February 25, 2021

Kv1.1 subunits localize to cardiorespiratory brain networks in mice where their absence induces astrogliosis and microgliosis

Cardiorespiratory collapse following a seizure is a suspected cause of sudden unexpected death in epilepsy (SUDEP), the leading cause of epilepsy-related mortality. In the commonly used Kcna1 gene knockout (Kcna1-/-) mouse model of SUDEP, cardiorespiratory profiling reveals an array of aberrant breathing patterns that could contribute to risk of seizure-related mortality. However, the brain structures mediating these respiratory abnormalities remain unknown.
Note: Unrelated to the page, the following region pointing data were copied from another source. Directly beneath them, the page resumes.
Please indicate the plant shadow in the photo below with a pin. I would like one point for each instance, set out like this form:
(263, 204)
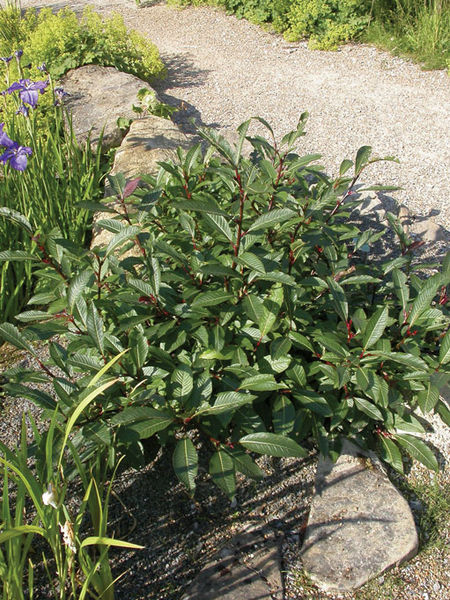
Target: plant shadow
(181, 535)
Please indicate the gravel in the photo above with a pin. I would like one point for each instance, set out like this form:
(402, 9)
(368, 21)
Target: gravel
(222, 71)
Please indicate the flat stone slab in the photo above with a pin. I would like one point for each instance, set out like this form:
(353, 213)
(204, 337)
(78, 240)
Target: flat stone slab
(359, 524)
(98, 97)
(148, 141)
(247, 568)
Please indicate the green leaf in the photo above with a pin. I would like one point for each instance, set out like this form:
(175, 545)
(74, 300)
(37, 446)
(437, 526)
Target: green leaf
(272, 444)
(401, 289)
(16, 217)
(314, 402)
(263, 382)
(105, 541)
(375, 327)
(444, 412)
(362, 156)
(79, 409)
(138, 346)
(428, 398)
(221, 468)
(95, 327)
(368, 408)
(346, 164)
(418, 450)
(273, 217)
(146, 421)
(77, 286)
(185, 463)
(339, 299)
(244, 464)
(207, 204)
(211, 298)
(17, 255)
(9, 333)
(283, 415)
(402, 358)
(18, 531)
(391, 454)
(220, 224)
(424, 297)
(120, 238)
(182, 384)
(253, 307)
(30, 316)
(226, 402)
(444, 350)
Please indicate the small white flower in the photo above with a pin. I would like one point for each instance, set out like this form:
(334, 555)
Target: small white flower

We hypothesize that Kv1.1 deficiency in respiratory control centers of the brain contribute to respiratory dysfunction in Kcna1-/- mice leading to increased SUDEP risk. Thus, in this study, we first used immunohistochemistry to map expression of Kv1.1 protein in cardiorespiratory brain regions of wild-type Kcna1+/+ (WT) mice. Next, GFAP and Iba1 immunostaining was used to test for the presence of astrogliosis and microgliosis, respectively, in the cardiorespiratory centers of Kcna1-/- mice, which could be indicative of seizure-related brain injury that could impair breathing. In WT type mice, we detected Kv1.1 protein in all cardiorespiratory centers examined, including the basolateral amygdala, dorsal respiratory group, dorsal motor nucleus of vagus, nucleus ambiguus, ventral respiratory column, and pontine respiratory group, as well as chemosensory centers including the retrotrapezoid and median raphae nuclei. Extensive gliosis was observed in the same areas in Kcna1-/- mice suggesting that seizure-associated brain injury could contribute to respiratory abnormalities.